[![Open In Colab](https://colab.research.google.com/assets/colab-badge.svg)](https://colab.research.google.com/github/jianlins/BMI_NLP_2025/blob/main/Module%202%20NLP%20Basics.ipynb)
# Welcome to the "Colab/SpaCy" demo for Module 2.

Google offers this browser-based Python development environment, called "Colab", that replicates most of the functionality of a Jupyter notebook. We plan to use it in class for future assignments. So we wanted you to walk through a gentle introduction here.

You can see right away that Colab looks a lot like the notebooks we have used in class. Just as in a notebook, you use the SHIFT-RETURN keys to run the code in a cell OR you can click the "run arrow" on the left of code cells.

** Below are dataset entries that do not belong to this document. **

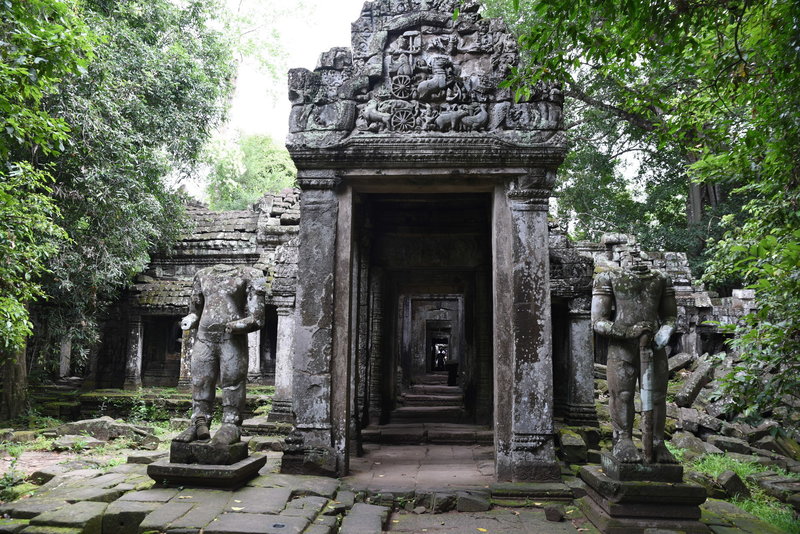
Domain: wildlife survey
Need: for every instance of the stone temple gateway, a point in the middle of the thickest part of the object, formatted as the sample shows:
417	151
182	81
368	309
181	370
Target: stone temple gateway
423	228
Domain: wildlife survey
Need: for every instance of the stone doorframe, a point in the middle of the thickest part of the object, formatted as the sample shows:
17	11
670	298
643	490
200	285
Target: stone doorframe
522	345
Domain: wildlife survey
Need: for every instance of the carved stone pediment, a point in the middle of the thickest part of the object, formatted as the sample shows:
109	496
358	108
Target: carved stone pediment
414	74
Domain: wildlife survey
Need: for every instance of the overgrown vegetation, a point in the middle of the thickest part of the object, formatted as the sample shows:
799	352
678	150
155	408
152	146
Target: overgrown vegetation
759	504
243	171
709	93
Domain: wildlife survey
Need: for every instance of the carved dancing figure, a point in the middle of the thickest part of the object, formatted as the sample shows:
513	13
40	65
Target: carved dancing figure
635	309
227	303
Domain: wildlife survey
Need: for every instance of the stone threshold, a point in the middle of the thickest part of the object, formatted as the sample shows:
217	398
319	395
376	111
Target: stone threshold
423	433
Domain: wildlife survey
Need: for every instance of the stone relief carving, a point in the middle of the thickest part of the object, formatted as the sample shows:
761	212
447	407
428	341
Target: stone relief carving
413	69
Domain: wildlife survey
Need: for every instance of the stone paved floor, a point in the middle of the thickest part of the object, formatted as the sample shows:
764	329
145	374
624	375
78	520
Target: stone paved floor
123	500
423	466
503	521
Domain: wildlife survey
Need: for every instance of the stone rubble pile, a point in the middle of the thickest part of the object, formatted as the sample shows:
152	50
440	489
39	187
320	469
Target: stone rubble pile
699	424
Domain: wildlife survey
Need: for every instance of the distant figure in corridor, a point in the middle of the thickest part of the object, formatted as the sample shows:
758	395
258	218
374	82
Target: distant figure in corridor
227	303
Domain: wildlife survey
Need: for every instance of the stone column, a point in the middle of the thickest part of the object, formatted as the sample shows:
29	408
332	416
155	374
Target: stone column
580	389
282	401
529	454
310	448
254	357
65	360
187	344
133	357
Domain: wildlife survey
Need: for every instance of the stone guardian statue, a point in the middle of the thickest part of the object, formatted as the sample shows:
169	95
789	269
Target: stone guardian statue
635	309
227	303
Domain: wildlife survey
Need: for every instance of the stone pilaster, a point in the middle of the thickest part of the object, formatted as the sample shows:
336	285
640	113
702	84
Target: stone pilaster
530	453
580	389
133	359
65	359
282	401
310	448
254	357
187	344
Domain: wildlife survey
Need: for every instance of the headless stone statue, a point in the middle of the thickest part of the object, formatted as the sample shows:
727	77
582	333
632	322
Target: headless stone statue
227	303
635	309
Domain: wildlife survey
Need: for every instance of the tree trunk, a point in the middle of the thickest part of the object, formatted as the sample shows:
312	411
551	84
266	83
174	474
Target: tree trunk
15	386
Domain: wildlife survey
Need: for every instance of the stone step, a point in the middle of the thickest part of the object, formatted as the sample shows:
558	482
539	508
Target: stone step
439	378
411	399
429	414
435	390
434	433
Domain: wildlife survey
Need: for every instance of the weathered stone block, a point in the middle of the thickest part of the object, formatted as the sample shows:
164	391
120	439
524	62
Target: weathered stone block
730	444
573	447
87	516
76	443
364	519
696	381
218	476
254	500
680	361
12	526
162	517
256	524
124	517
554	513
146	457
29	508
472	502
733	485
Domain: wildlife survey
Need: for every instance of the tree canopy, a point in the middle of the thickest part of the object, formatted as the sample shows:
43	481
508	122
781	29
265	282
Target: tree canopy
716	86
100	102
242	172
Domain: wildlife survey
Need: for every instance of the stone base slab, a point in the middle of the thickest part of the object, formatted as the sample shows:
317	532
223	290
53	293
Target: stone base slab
209	476
623	471
636	525
642	492
638	506
206	453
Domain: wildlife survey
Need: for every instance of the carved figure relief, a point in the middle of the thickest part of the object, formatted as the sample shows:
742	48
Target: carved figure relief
419	71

Our goal with this Colab notebook is simply to show you Colab itself, as well as to introduce you to a few spaCy functions. IF YOU HAVE NOT READ the Mod2/Week2 Canvas text yet, STOP, READ IT, and THEN RETURN HERE. Be thinking about spaCy's output compared to similar functions from NLTK or coreNLP that you have already seen.

# Set up the environment
In colab, a set of commonly used python packages have already been installed by default. But spaCy is not one of them. So we need to install it ourselves. _Note that the next cell may take a minute or two to load._

In [None]:
!pip install medspacy
!python -m spacy download en_core_web_sm

In [None]:
import spacy
from spacy import displacy
from pathlib import Path
print(spacy.__version__)

# Overview
In this notebook, we will use spaCy's visualization tool to demonstrate the basic NLP concepts that we covered in the course text. We will cut short a discussion of what these NLP basics are (that's what we did in the Canvas course text). You can use the "Table of contents" on the left to navigate through different NLP basics.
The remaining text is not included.